When to Plant Cucumbers in Washington State
In Washington, the best time to plant cucumbers is when the ground or outdoor environment has significantly warmed up. Specifically, cucumber seeds will only germinate when temperatures have reached at least 65 degrees F or greater.
The state has several planting zones and is mostly divided between the east and west. Cucumber seeds can be planted directly outdoors when all risk of frost has passed and when the ground has started to warm up.
You can sow them from mid- to late May in the western regions while those in the east can plant them as early as the month of April.
It’s worth noting that cucumber requires anywhere between 50 to 70 growing days, which may not be enough for some zones in Washington. If you’re worried that your cucumber harvest might be cut short by the climate, then it’s best that you choose early maturing varieties and from garden centers and catalogs.

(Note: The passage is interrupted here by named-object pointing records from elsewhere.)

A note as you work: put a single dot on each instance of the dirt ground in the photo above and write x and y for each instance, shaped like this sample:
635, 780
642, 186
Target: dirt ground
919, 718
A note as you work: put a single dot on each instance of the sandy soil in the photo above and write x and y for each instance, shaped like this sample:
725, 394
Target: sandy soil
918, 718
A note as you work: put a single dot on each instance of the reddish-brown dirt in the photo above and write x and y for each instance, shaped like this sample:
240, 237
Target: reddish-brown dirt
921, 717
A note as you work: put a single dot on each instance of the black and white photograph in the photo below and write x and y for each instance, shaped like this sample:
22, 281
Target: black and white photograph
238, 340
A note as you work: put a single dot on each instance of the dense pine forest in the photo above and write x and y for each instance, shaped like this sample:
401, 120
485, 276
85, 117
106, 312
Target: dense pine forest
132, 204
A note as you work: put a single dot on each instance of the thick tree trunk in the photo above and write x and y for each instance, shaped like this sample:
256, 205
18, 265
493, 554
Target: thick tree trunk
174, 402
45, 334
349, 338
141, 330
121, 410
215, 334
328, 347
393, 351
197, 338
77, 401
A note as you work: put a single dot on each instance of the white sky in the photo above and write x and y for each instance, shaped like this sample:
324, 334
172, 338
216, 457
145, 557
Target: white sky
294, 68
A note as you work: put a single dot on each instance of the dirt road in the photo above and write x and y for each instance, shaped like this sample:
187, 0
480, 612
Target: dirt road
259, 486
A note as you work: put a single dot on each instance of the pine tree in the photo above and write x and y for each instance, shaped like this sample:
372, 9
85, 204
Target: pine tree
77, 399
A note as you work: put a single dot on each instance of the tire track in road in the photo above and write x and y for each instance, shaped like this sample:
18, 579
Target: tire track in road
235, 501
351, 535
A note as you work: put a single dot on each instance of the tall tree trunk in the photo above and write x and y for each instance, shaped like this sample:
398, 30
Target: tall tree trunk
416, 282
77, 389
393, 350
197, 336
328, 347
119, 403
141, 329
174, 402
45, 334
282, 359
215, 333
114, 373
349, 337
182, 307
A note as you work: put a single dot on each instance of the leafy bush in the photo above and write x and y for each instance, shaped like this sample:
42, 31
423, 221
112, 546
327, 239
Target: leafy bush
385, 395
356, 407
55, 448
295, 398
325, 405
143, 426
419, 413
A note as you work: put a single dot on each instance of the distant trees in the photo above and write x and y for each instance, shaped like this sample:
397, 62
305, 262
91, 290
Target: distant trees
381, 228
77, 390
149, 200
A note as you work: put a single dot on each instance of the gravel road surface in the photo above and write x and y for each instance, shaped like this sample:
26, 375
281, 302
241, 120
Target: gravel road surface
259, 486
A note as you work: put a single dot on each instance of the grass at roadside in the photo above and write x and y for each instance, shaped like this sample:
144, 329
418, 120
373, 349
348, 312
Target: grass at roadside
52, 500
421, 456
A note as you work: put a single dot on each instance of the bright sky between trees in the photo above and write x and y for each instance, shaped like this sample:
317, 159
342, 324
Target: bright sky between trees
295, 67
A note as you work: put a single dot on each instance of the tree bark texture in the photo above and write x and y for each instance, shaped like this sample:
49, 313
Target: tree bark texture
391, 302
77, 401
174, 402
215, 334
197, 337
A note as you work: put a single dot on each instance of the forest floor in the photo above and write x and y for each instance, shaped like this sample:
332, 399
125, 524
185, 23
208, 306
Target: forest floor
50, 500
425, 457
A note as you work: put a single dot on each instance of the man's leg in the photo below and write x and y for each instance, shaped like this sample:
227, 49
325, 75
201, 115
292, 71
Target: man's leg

Also, cucumbers belong in the warm season crops, which means they can’t tolerate frost or the cold. Generally speaking, you’ll want the weather to be nice and warm before planting cucumbers in your garden.
Alternatively, you can start cucumber seeds indoors in pots around four or five weeks before you transplant them. You’ll need 4 inch pots or an egg carton as a temporary home; afterwards, you can put them directly in your garden after the risk of frost has passed.
How to Plant Cucumbers in Washington State
The earliest date you can plant cucumber in Washington is two weeks in the spring season. Once the outdoor temperature is viable, you can drop the seeds in mounds to start them off.
A good rule of thumb is to put two to four seeds per mound of soil in about an inch. Space the mounds about 4-5 feet apart and water them in.
You’ll want to place them in a sunny location and within well-draining soil that has been generously amended with rich organic matter.
Cucumber plants require a lot of space, so keep this in mind when planning where to put them in your garden. They can grow up to five feet tall before producing fruits; you can have them grow on a trellis as a support or structure.
Aside from bright direct sun cucumbers require plenty of water, especially on hotter days and the summer season.
How to Grow Cucumber in Washington State
Cucumbers are considered easy growing plants and require only a bit of maintenance. However, the first two weeks of planting are important, and it’s the time when you should pay close attention.
The seeds should germinate as long as they’re viable and high quality. For uneven germination, check and see if the soil is too cold or if they’re planted too deep.
During the seedling stage, monitor the health of the plant twice or thrice weekly and check the foliage health and overall appearance.
Wilting is often an issue with cucumber, which indicates either overwatering or underwatering. Keep the soil near the seedling moist but not too wet, and don’t allow it to fully dry out. Pale leaves indicate that there’s not enough nutrients in the soil, which can be remedied by adding organic matter.
Cucumber is a pollination plant, which means that in order for the fruit to appear it must be visited by butterflies or bees. It’s recommended that you hold off on the pesticide or insecticide solutions so nature can take its course and result in a bountiful harvest. Look out for insect pests and remove these by hand or using organic methods.
Soil moisture level dictates the size and quality of the fruit, so make sure your cucumbers are getting enough water. You can harvest the fruit once it turns into a deep green shade; don’t wait for it to turn yellow or else they become bitter and soft.
Frequent picking is encouraged so the plant continues producing fruit. The correct way to harvest is to snip off just a fourth of an inch above the cucumber you want to get. After the growing season you can use the plant material as organic soil matter.